The Gate, CRC Raceway, The Track, and Fastcats are the proud hosts of the second annual 2009-2010 Northeast Grand Slam. The first year of the Grand Slam was a success, and it was our pleasure bringing these events to you. We continue to believe that by supporting local facilities with this series, the tracks that have become a staple in the region will stand a better chance of survival. There remains a strong field of talent in this part of the country, and the Northeast Grand Slam will provide us with a handful of regional venues to compete with each other in the classes that have gained the most regional interest.

Here is the youtube link to the 2008-2009 year in review. Thanks for Mike Hanulec for getting this together for us.





We would like to announce just a few changes to this year’s program:

Classes Offered:
17.5 & 10.5 Foam Sedan (6-Cell NiMH or 2S Lipo)
17.5 & 13.5 Rubber Sedan (6-Cell NiMH or 2S Lipo)
17.5 & 10.5 1/12 (all 1S Lipo)
*All motors and batteries must be ROAR approved.

Class Restriction:
If you have finished in the Top 5 at a National level event (ROAR Nats, IIC, Indoor Champs, Snowbirds), you may not participate in the 17.5 class. For example, if you finished 3rd in stock foam sedan at the ROAR Nats, you can only run 10.5 Foam Sedan, 10.5 1/12 and 13.5 rubber for the Grand Slam.

Points:
There will no longer be 5 bonus points for participation in all four events.

Raceway Choice:
As with last year, each track will have the option of hosting a "Raceway Choice" class.* Many tracks have a particular class that is a favorite of the local racers - Vintage T/A, Formula 1, WorldGT, etc.* This class will use the established class rules of that local facility, and will be disclosed upon distribution of their particular race flyer.

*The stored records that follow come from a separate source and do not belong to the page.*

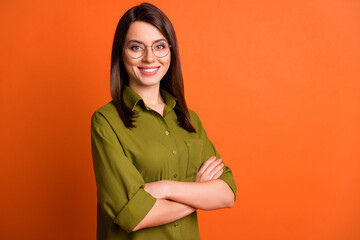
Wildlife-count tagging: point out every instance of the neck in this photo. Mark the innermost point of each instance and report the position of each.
(151, 95)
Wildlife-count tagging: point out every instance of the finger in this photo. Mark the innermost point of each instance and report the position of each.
(218, 174)
(206, 164)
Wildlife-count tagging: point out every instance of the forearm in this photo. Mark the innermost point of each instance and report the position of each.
(209, 195)
(164, 211)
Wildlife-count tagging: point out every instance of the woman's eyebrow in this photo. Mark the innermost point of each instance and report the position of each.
(137, 41)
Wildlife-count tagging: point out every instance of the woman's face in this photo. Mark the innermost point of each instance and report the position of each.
(148, 69)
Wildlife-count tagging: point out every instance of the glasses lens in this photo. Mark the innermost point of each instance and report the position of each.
(161, 49)
(135, 50)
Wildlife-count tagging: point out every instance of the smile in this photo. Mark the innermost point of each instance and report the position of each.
(149, 71)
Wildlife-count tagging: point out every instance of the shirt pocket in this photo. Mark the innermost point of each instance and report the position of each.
(194, 147)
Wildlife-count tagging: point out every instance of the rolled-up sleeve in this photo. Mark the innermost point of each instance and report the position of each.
(209, 151)
(120, 186)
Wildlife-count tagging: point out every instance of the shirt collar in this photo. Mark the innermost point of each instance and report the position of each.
(131, 98)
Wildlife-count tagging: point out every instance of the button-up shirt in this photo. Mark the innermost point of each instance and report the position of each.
(126, 158)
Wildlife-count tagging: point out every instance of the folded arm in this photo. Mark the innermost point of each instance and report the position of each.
(207, 193)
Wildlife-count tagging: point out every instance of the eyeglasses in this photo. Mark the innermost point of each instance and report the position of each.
(137, 49)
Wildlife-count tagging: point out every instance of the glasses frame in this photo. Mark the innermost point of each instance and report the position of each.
(145, 49)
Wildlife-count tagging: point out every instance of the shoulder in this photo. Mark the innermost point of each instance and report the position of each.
(107, 113)
(195, 120)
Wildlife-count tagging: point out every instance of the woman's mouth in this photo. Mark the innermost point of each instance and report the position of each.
(148, 71)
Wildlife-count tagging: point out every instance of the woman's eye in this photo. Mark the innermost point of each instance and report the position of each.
(135, 48)
(160, 47)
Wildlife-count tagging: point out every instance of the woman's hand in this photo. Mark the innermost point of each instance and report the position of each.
(211, 169)
(158, 190)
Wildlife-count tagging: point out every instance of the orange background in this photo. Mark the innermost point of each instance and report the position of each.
(276, 84)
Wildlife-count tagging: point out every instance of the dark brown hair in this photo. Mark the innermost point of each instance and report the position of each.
(171, 82)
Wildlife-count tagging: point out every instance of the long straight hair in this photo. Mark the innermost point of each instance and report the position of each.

We understand that many racers still would like the opportunity to attend at least one of the National events, so the series will not interfere with any of those existing races.

The schedule is:

Oct 30 – Nov 1, 2009 The Gate/Strongsville Holiday Inn Cleveland, OH

December 11-13, 2009 The Track Gaithersburg, MD

January 15-17, 2010 CRC Raceway Rome, NY

February 19-21, 2010 Fastcats (Awards Presentation) Oakville, Ontario, CA

The final race in Canada was moved to the end of the schedule to allow all racers ample time to secure their passports. This process has been streamlined, and now takes just 4-6 weeks, so please plan ahead. For the racers that live in New York or Michigan you are allowed to upgrade your drivers licence to an EDL, Enhanced Drivers Licence, so you do not need a passport. More details to come.*
*
- Paul Ciccarello
- Chris Goetz
- Mike McBride


----------



## gasman (Sep 26, 2001)

Oct 30 – Nov 1, 2009 The Gate/Strongsville Holiday Inn Cleveland, OH


*NOT GOOD*.


----------